Moncef Slaoui, a été nommé mercredi dernier par Donald Trump pour chapeauter l’”Operation Warp Speed”, initiative dont l’objectif est d’accélérer le développement et la distribution d’un vaccin contre le SARS-CoV-2. 100 millions de doses du vaccin convoité devraient être disponibles en novembre, 200 millions de doses en décembre et 300 millions de doses en janvier 2021, sachant qu’habituellement la mise sur le marché d'un nouveau vaccin demande au moins 18 mois. Ce natif d’Agadir qui a dirigé l’activité mondiale des vaccins de GSK de 2015 à 2017, sera assisté par le général Gustave Perna. Ce dernier assurera la coordination entre les services chargés du développement des vaccins et des traitements Covid-19, les départements américains de la santé et les services sociaux et de la défense.   Moncef Slaoui a obtenu son bac au lycée Mohammed V de Casablanca et a suivi ses études supérieures l’Université Libre de Bruxelles où il a obtenu un doctorat en biologie moléculaire et immunologie.   Moncef Slaoui rejoint GSK en 1988 et a dirigé le développement de nombreux vaccins. Durant sa direction, GSK a conçu une batterie de vaccins permettant de lutter contre le pneumocoque, le rotavirus, le zona et le VPH, etc. La nomination de cet ancien professeur d’immunologie à l’Université de Mons, en Belgique intervient deux semaines seulement après l’annonce par le président américain de l’opération visant à accélérer rapidement la production et à organiser les plans de distribution d’un vaccin contre le coronavirus qui a affecté 1,3 millions d’Américains et a fait plus de 82.000 morts.

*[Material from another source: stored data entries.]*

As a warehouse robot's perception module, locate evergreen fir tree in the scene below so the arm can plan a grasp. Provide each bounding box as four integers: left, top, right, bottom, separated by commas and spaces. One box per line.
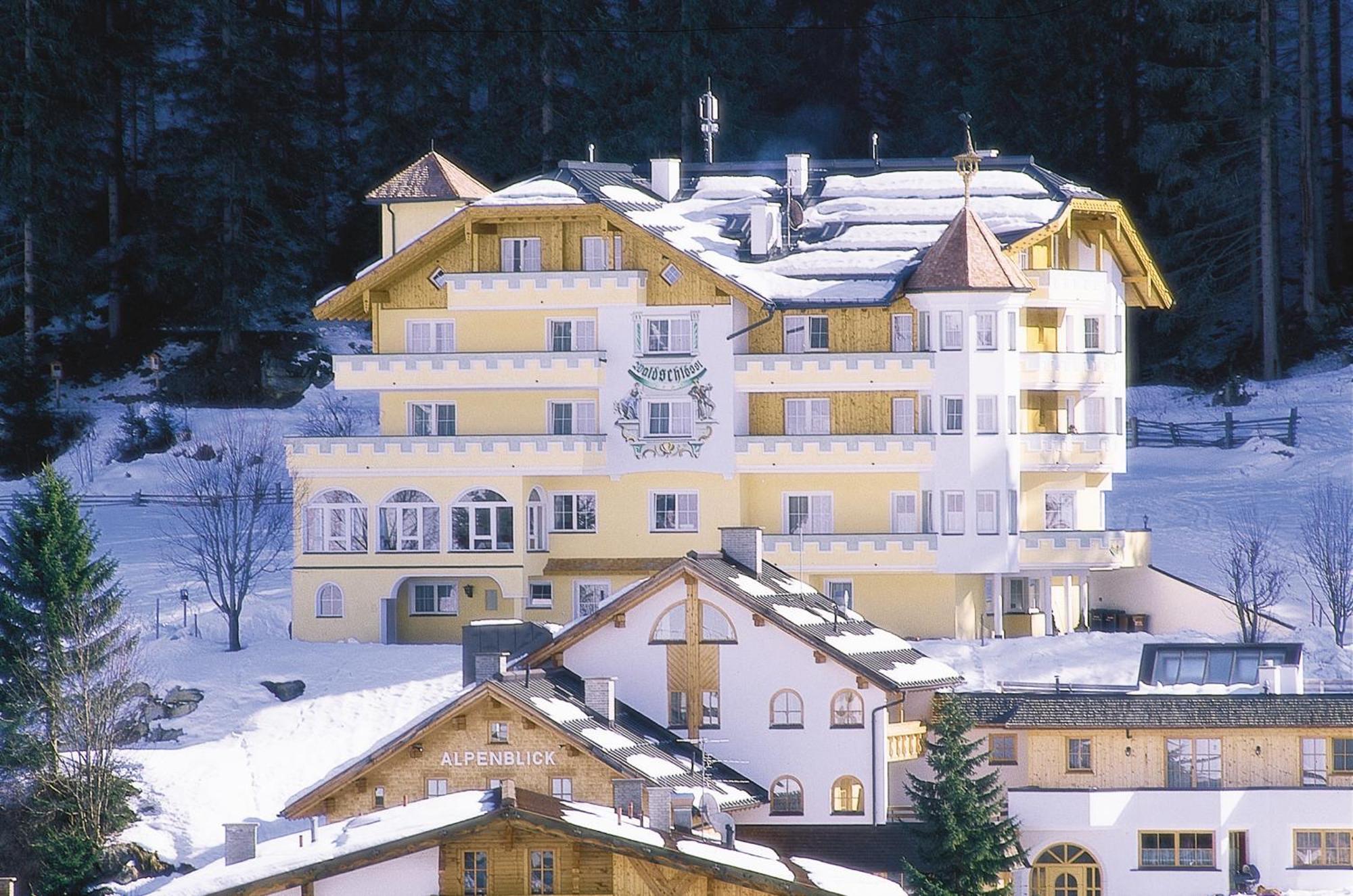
907, 699, 1027, 896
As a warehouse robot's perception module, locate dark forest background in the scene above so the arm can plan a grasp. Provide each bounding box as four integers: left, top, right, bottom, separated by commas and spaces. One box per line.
0, 0, 1353, 392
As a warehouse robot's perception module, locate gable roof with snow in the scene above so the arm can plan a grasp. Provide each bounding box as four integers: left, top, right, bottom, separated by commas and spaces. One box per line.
281, 669, 769, 818
156, 784, 907, 896
518, 551, 962, 690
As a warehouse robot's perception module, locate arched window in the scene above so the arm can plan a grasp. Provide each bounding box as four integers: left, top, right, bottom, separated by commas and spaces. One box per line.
648, 603, 686, 644
770, 774, 804, 815
304, 489, 367, 554
451, 489, 513, 551
770, 689, 804, 728
315, 582, 342, 617
700, 601, 737, 644
380, 489, 441, 551
832, 774, 865, 815
832, 689, 865, 728
526, 488, 547, 551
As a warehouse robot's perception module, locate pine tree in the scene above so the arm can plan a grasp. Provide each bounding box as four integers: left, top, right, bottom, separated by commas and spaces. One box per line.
907, 699, 1027, 896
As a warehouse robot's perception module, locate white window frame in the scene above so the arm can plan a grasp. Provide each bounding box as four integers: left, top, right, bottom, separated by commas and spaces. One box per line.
892, 312, 916, 352
405, 402, 460, 438
939, 492, 967, 535
640, 398, 695, 438
973, 489, 1001, 535
549, 492, 597, 534
779, 492, 835, 535
648, 490, 700, 532
498, 237, 541, 273
405, 318, 456, 354
939, 311, 963, 352
545, 316, 597, 352
785, 398, 832, 435
940, 395, 963, 435
973, 311, 997, 352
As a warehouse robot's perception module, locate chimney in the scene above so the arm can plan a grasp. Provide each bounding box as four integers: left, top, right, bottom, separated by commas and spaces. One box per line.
583, 678, 616, 722
610, 778, 644, 819
718, 525, 762, 578
648, 158, 681, 202
648, 788, 676, 831
475, 654, 507, 682
225, 822, 258, 865
751, 202, 779, 258
785, 153, 808, 196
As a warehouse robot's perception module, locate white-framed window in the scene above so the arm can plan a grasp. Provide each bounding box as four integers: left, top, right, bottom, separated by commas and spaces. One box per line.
940, 395, 963, 433
405, 321, 456, 354
451, 489, 513, 551
574, 582, 610, 619
304, 489, 367, 554
892, 492, 921, 532
976, 490, 1001, 535
785, 314, 828, 354
893, 314, 915, 352
409, 402, 456, 435
785, 398, 832, 435
977, 395, 1001, 434
377, 489, 441, 551
1085, 396, 1108, 433
526, 582, 555, 611
1043, 492, 1076, 529
939, 311, 963, 352
643, 398, 695, 438
545, 316, 597, 352
648, 492, 700, 532
499, 237, 540, 273
315, 582, 342, 619
409, 582, 460, 616
783, 493, 832, 535
1085, 316, 1104, 352
973, 311, 996, 352
545, 400, 597, 435
823, 580, 855, 609
893, 398, 916, 435
583, 237, 610, 270
940, 492, 965, 535
644, 315, 695, 354
549, 492, 597, 532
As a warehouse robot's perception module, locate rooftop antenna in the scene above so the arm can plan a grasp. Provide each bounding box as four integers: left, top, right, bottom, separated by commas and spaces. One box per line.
954, 112, 982, 208
700, 77, 718, 162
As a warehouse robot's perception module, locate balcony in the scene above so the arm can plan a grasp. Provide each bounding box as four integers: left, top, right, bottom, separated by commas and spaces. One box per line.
1020, 352, 1126, 391
1019, 529, 1151, 570
334, 352, 606, 391
733, 352, 935, 392
733, 435, 935, 473
441, 270, 648, 311
1020, 433, 1127, 473
285, 435, 606, 475
763, 532, 939, 574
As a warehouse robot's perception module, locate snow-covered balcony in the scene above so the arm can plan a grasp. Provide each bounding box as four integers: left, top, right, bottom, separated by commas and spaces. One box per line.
1020, 433, 1127, 473
437, 270, 648, 310
733, 435, 935, 473
1019, 529, 1151, 570
763, 532, 939, 574
334, 352, 606, 391
733, 352, 935, 392
1019, 352, 1126, 391
287, 435, 606, 475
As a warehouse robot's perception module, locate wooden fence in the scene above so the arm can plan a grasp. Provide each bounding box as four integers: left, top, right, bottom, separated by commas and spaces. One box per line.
1127, 407, 1299, 448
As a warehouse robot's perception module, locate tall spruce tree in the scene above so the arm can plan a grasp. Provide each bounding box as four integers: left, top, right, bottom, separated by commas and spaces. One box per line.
907, 699, 1027, 896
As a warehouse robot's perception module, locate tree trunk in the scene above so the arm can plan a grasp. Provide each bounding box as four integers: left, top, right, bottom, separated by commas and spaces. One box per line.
1258, 0, 1280, 379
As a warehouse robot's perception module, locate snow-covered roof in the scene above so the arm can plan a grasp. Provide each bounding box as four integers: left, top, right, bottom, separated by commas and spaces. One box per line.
156, 785, 907, 896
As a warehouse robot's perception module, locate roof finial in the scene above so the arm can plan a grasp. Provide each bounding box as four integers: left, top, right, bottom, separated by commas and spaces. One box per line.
954, 112, 982, 208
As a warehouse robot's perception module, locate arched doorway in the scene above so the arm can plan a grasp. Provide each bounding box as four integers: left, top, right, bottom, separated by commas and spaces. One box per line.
1032, 843, 1104, 896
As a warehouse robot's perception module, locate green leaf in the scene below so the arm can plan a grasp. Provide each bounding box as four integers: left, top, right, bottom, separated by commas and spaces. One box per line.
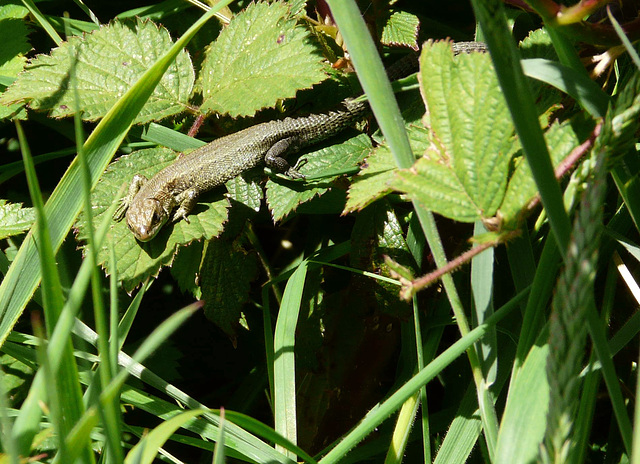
0, 16, 31, 119
200, 2, 327, 116
0, 16, 31, 81
0, 0, 29, 19
380, 11, 420, 51
170, 241, 204, 300
267, 134, 371, 221
0, 200, 36, 239
0, 20, 195, 123
392, 42, 515, 222
200, 234, 258, 339
344, 145, 396, 213
77, 148, 228, 291
499, 121, 580, 229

Abderrahim DERRAJI - 15 mai 2020 12:47
Traçage numérique du Covid-19 :l’OMS développe sa propre application

Reuters vient de révéler que l'Organisation Mondiale de la Santé (OMS) se prépare à lancer sa propre application de traçage numérique afin d’aider les pays en voie de développement à lutter plus efficacement contre la propagation du Sars-CoV-2.  Cette application qui fait appel à la technologie du Bluetooth et non à la géolocalisation, devrait voir le jour avant la fin du mois de mai. Dans un premier temps, elle sera consacrée au diagnostic du Covid-19 et dans un deuxième temps, elle sera déployée pour le pistage numérique permettant de détecter les chaînes de contamination du nouveau coronavirus.  "L’application interrogera les gens sur leurs symptômes et leur offrira des conseils pour savoir s’ils peuvent être atteints par le nouveau coronavirus" a indiqué à Reuters Bernardo Mariano, responsable de l’information à l’OMS. Cette application est paramétrable et peut s’adapter aux informations que chaque pays souhaite donner, comme la manière de se faire dépister. Cet outil permettra le «tracing» qui est essentiel pour remonter les chaînes de contamination et limiter la propagation du virus. Cet outil ne peut cependant être efficace que si les pays qui l’adoptent ont la capacité de dépister les personnes suspectées d’être malades. "Tout gouvernement pourra utiliser la technologie sous-jacente de l'application (le bluetooth, ndlr), ajouter des fonctionnalités et publier sa propre version sur les magasins d'applications", a ajouté Bernardo Mariano. Selon Reuters, l’OMS est actuellement en discussion avec les géants Google et Apple, qui proposent à leur tour un système de tracing. Mais les avis divergent au sien de l’OMS au sujet de la sécurité des données personnelles des utilisateurs.